В комнату вошла Джамиля.
— Что ты так рано?
— Только не говори, что меня легче убить, чем прокормить, — засмеялся я. — Кстати, теперь ты видишь, как легкомысленно ты желала взять меня третьим мужем? Ты бы на меня одного не заработала!
— Ну так возьми меня третьей женой, — Джамиля пожала красивым, округлым плечом, соблазнительно прикрытым прозрачной тканью.
— Ты не замерзла?
— Замерзла, конечно. Ушел, оставил меня одну.
— Черт побери, вся одежда осталась на корабле. Интересно, туда можно попасть?
— Может быть проще попросить дополнительные одеяла у местных сотрудников? — предложила Джамиля.
Я кивнул и вышел.
— Доброе утро, Всеслав. Скажите, на корабль можно попасть?
— Сейчас? — удивился пограничник.
— Да. У Джамили нет ничего теплого. Она замерзла.
Всеслав подумал.
— Нет, господин Яромир, на корабль соваться сейчас не стоит. Шторм его не задевает, но может случиться прорыв восьмого измерения. Но, знаете, у нас в гостинице есть теплые халаты. Могу принести.
— Буду вам очень признателен, — улыбнулся я и подумал, что мой брат бы уже завалил всю заставу более или менее крупными купюрами. Я же, хоть убей, не мог обидеть человека рублем. Точнее, короной. Но эту поговорку принято было произносить так же, как и восемь столетий назад. Наверное, потому, что Мечислав мог обидеть короной только себя, нежно любимого. И все его наследники унаследовали от него это качество. Еще я подумал, что заплатить все-таки нужно. Со мной и моими спутниками носятся здесь, как с писаной торбой. Чаевые не чаевые, а премию дать надо. Только не забыть сказать об этом Всеволоду.
Всеслав принес нам груду теплых халатов, одеял и подушек.
— Я подумал, что вы не можете заснуть от холода.
— Скорее от голода, — усмехнулась Джамиля и протянула мне аппетитный бутерброд. Я с энтузиазмом взял его и снова принялся жевать.
— Морские прогулки идут вам на пользу, господин Яромир, — улыбнулся Всеслав и пошел к двери. — Я прикажу подавать завтрак.
Шторм длился весь день. За это время мы успели несколько раз плотно закусить и несколько раз легонько перекусить. Еще мы погуляли по набережной, забрались на восьмой надводный этаж, постояли там, для аппетита. По крайней мере, у меня он улучшился. Потом прогулялись на двенадцатый подводный этаж. Местные служащие решили, что хоронить нас будет менее разорительно, чем шестой раз за день кормить обедом. Даже если придется справлять поминки за счет заставы.

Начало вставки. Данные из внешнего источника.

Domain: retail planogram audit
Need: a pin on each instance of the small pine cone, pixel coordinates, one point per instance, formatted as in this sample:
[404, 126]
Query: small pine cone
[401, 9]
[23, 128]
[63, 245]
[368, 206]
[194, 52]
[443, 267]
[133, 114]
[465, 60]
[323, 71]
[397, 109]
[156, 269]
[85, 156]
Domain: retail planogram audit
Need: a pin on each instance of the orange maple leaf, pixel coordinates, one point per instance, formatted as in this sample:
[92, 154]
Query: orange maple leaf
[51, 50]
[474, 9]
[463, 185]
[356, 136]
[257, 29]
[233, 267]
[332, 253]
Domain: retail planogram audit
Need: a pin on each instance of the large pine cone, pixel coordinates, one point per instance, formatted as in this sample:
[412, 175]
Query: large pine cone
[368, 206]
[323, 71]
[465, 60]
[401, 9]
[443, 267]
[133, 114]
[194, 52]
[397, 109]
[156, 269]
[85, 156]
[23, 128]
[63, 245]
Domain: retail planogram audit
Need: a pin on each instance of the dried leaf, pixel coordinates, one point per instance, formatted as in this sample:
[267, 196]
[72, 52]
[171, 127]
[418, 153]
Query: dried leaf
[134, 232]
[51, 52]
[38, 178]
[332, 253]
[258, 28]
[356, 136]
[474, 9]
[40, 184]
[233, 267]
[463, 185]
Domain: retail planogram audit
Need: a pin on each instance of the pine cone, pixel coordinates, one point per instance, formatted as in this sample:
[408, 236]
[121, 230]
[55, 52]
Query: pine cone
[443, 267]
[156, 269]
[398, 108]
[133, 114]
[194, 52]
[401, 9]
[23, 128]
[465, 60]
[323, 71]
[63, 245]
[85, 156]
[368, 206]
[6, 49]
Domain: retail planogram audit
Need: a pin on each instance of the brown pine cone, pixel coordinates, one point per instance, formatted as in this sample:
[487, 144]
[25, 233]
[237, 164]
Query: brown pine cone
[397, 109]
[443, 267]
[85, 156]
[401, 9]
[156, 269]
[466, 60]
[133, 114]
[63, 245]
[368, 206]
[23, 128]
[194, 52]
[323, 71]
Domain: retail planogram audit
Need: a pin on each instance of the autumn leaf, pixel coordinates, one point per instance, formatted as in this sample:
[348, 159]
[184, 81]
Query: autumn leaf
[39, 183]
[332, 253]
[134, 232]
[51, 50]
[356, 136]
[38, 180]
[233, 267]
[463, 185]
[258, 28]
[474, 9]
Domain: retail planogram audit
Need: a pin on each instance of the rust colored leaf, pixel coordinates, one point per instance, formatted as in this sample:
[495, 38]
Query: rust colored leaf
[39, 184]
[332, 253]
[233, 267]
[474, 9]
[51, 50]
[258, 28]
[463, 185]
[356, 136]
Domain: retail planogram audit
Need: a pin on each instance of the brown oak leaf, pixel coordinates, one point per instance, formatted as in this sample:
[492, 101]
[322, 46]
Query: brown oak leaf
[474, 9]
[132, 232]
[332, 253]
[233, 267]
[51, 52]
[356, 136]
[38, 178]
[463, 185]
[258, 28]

К вечеру ветер утих, но море еще не успокоилось. Есть я больше не мог, поэтому, предложил пойти спать. Утром меня разбудило яркое солнце, заглядывающее в окно — спать мы легли на восьмом надводном этаже. Нет, бедных пограничников было просто жалко. Уже вчера они принимались с тоской подсчитывать дни до моего следующего визита.

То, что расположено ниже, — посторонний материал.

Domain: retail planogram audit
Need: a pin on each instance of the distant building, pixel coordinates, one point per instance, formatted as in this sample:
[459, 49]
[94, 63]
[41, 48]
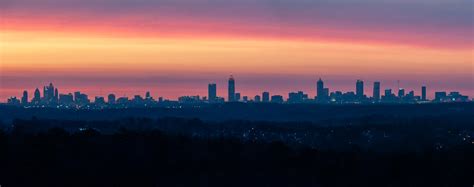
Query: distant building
[423, 93]
[277, 99]
[122, 101]
[111, 99]
[297, 97]
[81, 99]
[401, 93]
[360, 89]
[376, 94]
[66, 99]
[36, 97]
[147, 95]
[266, 97]
[257, 99]
[99, 101]
[231, 89]
[237, 97]
[212, 92]
[440, 96]
[24, 98]
[49, 94]
[321, 92]
[452, 97]
[189, 99]
[13, 101]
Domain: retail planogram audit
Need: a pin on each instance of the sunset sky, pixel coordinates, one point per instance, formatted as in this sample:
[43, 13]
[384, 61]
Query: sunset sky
[177, 47]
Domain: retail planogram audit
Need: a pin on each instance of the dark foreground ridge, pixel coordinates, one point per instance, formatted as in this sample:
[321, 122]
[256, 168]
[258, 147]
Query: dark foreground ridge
[379, 151]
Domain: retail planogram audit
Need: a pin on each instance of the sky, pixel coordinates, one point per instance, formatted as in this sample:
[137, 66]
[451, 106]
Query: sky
[176, 47]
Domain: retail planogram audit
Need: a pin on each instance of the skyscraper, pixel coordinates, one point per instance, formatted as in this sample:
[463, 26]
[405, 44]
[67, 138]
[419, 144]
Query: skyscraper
[24, 98]
[401, 93]
[56, 95]
[266, 97]
[111, 99]
[231, 89]
[376, 94]
[49, 93]
[212, 92]
[147, 95]
[360, 89]
[320, 89]
[322, 94]
[257, 99]
[37, 97]
[237, 97]
[423, 93]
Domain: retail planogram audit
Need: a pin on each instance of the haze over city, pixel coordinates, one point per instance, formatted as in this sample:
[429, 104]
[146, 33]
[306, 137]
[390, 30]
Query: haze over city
[173, 48]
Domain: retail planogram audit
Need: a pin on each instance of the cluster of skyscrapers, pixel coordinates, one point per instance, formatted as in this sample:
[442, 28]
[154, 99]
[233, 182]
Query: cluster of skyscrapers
[51, 97]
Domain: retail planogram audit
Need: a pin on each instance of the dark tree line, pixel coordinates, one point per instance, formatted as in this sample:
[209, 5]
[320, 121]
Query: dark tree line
[56, 156]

Я выглянул в окно — море успокоилось и играло всеми переливами синего цвета.
— Можно плыть домой, дорогая. Дня через три будем в Дубровнике, а там пересядем в экипаж — и — в Медвежку. Мой брат уже, поди, с ума сходит от волнения, и разогнал всех служащих, до которых только смог дотянуться.
— Твой брат? А кто он?
Я вздохнул и присел на край кровати.
— Мой младший брат, Вацлав. Точнее, его зовут Венцеслав. Он князь и наследник престола Верхней Волыни. Я путешествовал инкогнито, поэтому не говорил тебе. Я король Верхней Волыни, дорогая.